Like the beans within the can, its liquid is high in starches. "A starchy liquid can be useful in some dishes, like soups and stews or chili, because, along with body, it also contributes a natural thickening quality," McCormick says. Starches like bean liquid can give soups and stews a thick, creamy texture without the need for dairy, though McCormick notes that the effect is "not quite as dramatic as heavy cream; more hole-filling than door stop." 

It can even work in lieu of other popular thickeners like cornstarch or flour. "Sometimes I will reserve the liquid if a richer sauce is desired ...," McCormick says. You shouldn't necessarily dump it all in right away, though. Starches can break down if they're exposed to heat for too long, and reserving the liquid to add bit by bit can give you better control over the texture. Just be careful not to add too much: Startchy soups and stews will thicken as they cool. 

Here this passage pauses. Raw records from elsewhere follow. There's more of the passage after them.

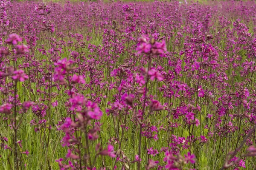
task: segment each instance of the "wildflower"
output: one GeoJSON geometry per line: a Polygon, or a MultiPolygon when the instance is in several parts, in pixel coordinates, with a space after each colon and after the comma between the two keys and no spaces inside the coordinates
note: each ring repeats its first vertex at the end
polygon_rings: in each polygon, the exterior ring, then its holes
{"type": "Polygon", "coordinates": [[[149,107],[151,111],[160,111],[163,109],[163,106],[157,100],[153,100],[149,107]]]}
{"type": "Polygon", "coordinates": [[[73,84],[84,84],[85,81],[82,76],[77,76],[76,74],[74,74],[72,77],[72,83],[73,84]]]}
{"type": "Polygon", "coordinates": [[[150,79],[151,81],[153,81],[156,78],[160,81],[163,80],[163,78],[161,74],[154,68],[151,68],[149,70],[148,74],[150,76],[150,79]]]}
{"type": "Polygon", "coordinates": [[[146,170],[148,170],[154,168],[157,164],[159,163],[159,162],[157,161],[154,161],[152,159],[149,159],[148,160],[148,163],[146,166],[146,170]]]}
{"type": "Polygon", "coordinates": [[[158,151],[156,149],[153,149],[153,147],[150,148],[150,149],[148,149],[148,154],[152,155],[153,156],[154,156],[156,154],[158,154],[158,151]]]}
{"type": "Polygon", "coordinates": [[[164,41],[163,41],[162,42],[155,42],[151,49],[153,54],[161,57],[166,50],[166,45],[164,41]]]}
{"type": "Polygon", "coordinates": [[[17,42],[20,42],[22,39],[16,34],[12,34],[9,35],[9,38],[5,41],[6,44],[12,44],[15,45],[17,42]]]}
{"type": "Polygon", "coordinates": [[[9,103],[5,103],[0,106],[0,113],[11,113],[12,106],[12,105],[9,103]]]}
{"type": "Polygon", "coordinates": [[[195,161],[194,160],[195,158],[195,156],[194,154],[191,155],[189,152],[188,152],[187,155],[185,155],[184,157],[187,163],[189,162],[190,162],[192,164],[195,164],[195,161]]]}
{"type": "Polygon", "coordinates": [[[17,45],[17,54],[24,54],[26,52],[29,51],[29,50],[28,49],[26,45],[24,45],[24,44],[22,44],[21,45],[17,45]]]}
{"type": "Polygon", "coordinates": [[[24,82],[29,78],[29,76],[24,73],[22,70],[16,70],[13,72],[14,76],[12,77],[14,80],[20,80],[20,82],[24,82]]]}
{"type": "Polygon", "coordinates": [[[8,50],[6,50],[4,48],[0,48],[0,54],[4,54],[4,55],[7,55],[9,54],[9,51],[8,50]]]}
{"type": "Polygon", "coordinates": [[[26,154],[27,156],[28,156],[29,154],[29,152],[28,150],[26,150],[26,151],[25,152],[22,152],[22,153],[26,154]]]}
{"type": "Polygon", "coordinates": [[[30,101],[24,102],[22,104],[22,110],[26,112],[33,105],[33,102],[30,101]]]}

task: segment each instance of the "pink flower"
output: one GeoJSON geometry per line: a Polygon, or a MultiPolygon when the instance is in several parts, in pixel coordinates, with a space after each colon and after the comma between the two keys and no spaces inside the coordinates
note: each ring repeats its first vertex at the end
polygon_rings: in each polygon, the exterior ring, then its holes
{"type": "Polygon", "coordinates": [[[150,52],[151,47],[151,44],[148,42],[139,43],[137,45],[136,50],[138,51],[138,54],[148,54],[150,52]]]}
{"type": "Polygon", "coordinates": [[[7,55],[9,54],[9,51],[4,48],[0,48],[0,54],[7,55]]]}
{"type": "Polygon", "coordinates": [[[22,39],[16,34],[12,34],[9,35],[9,38],[5,41],[7,44],[15,45],[17,42],[21,42],[22,39]]]}
{"type": "Polygon", "coordinates": [[[26,155],[29,156],[29,152],[28,150],[26,150],[25,152],[22,152],[22,153],[26,154],[26,155]]]}
{"type": "Polygon", "coordinates": [[[108,144],[108,156],[111,158],[116,157],[116,154],[114,151],[114,147],[110,144],[108,144]]]}
{"type": "Polygon", "coordinates": [[[157,79],[158,81],[162,81],[163,80],[163,77],[161,74],[154,68],[151,68],[149,70],[148,74],[150,76],[150,79],[153,81],[155,79],[157,79]]]}
{"type": "Polygon", "coordinates": [[[159,163],[159,162],[157,161],[154,161],[152,159],[149,159],[148,160],[148,165],[146,167],[146,170],[148,170],[154,168],[157,164],[159,163]]]}
{"type": "Polygon", "coordinates": [[[56,100],[55,102],[52,103],[52,105],[53,107],[53,108],[55,108],[55,107],[57,106],[58,105],[58,100],[56,100]]]}
{"type": "Polygon", "coordinates": [[[246,167],[245,167],[245,162],[243,159],[241,159],[239,162],[239,166],[240,167],[243,167],[244,168],[245,168],[246,167]]]}
{"type": "Polygon", "coordinates": [[[166,45],[165,41],[163,41],[162,42],[155,42],[151,49],[152,53],[155,55],[163,56],[164,51],[166,51],[166,45]]]}
{"type": "Polygon", "coordinates": [[[73,84],[84,84],[85,81],[82,76],[77,76],[76,74],[74,74],[72,77],[72,83],[73,84]]]}
{"type": "Polygon", "coordinates": [[[163,106],[157,100],[153,100],[149,106],[151,111],[160,111],[163,109],[163,106]]]}
{"type": "Polygon", "coordinates": [[[14,76],[12,77],[14,80],[20,80],[20,82],[24,82],[29,78],[29,76],[24,73],[22,70],[18,70],[14,71],[13,72],[14,76]]]}
{"type": "Polygon", "coordinates": [[[191,155],[189,152],[188,152],[187,155],[185,155],[185,159],[187,163],[190,162],[192,164],[195,164],[195,161],[194,159],[195,158],[195,156],[194,154],[191,155]]]}
{"type": "Polygon", "coordinates": [[[24,44],[17,45],[17,52],[18,54],[24,54],[26,52],[29,51],[29,50],[28,50],[26,45],[24,45],[24,44]]]}
{"type": "Polygon", "coordinates": [[[139,157],[138,155],[135,155],[135,160],[137,161],[139,161],[139,160],[141,161],[141,159],[139,157]]]}
{"type": "Polygon", "coordinates": [[[12,106],[9,103],[4,104],[0,106],[0,113],[10,113],[12,106]]]}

When to rinse canned beans

If you don't need the salty, starchy liquid in canned beans, then you can rinse them. "I always rinse canned beans if the recipe depends on a light, clean flavor or precise seasoning — like salads, tacos or sautes — because that liquid can be salty and might deaden fresh seasonings," Ed McCormick explains. 

He's not kidding about the salt: Draining and rinsing beans can reduce their sodium content by 41 percent, so you might want to rinse all your beans and opt for other thickeners instead if you're on a low-sodium diet. Salt isn't the only reason to rinse beans before adding them to a salad, though. The thick, slimy liquid has an off-putting texture, so it's better to rinse beans if you're planning to serve them raw. 

However, there are instances where you may want to save the liquid for another use. If you're using canned chickpeas, you might want to reserve the liquid — especially if you avoid eggs. "Chickpea liquid (aquafaba) is unusual," says McCormick. "It whips up like egg whites. Vegan meringues and mousses are made using it, as is froth for cocktails."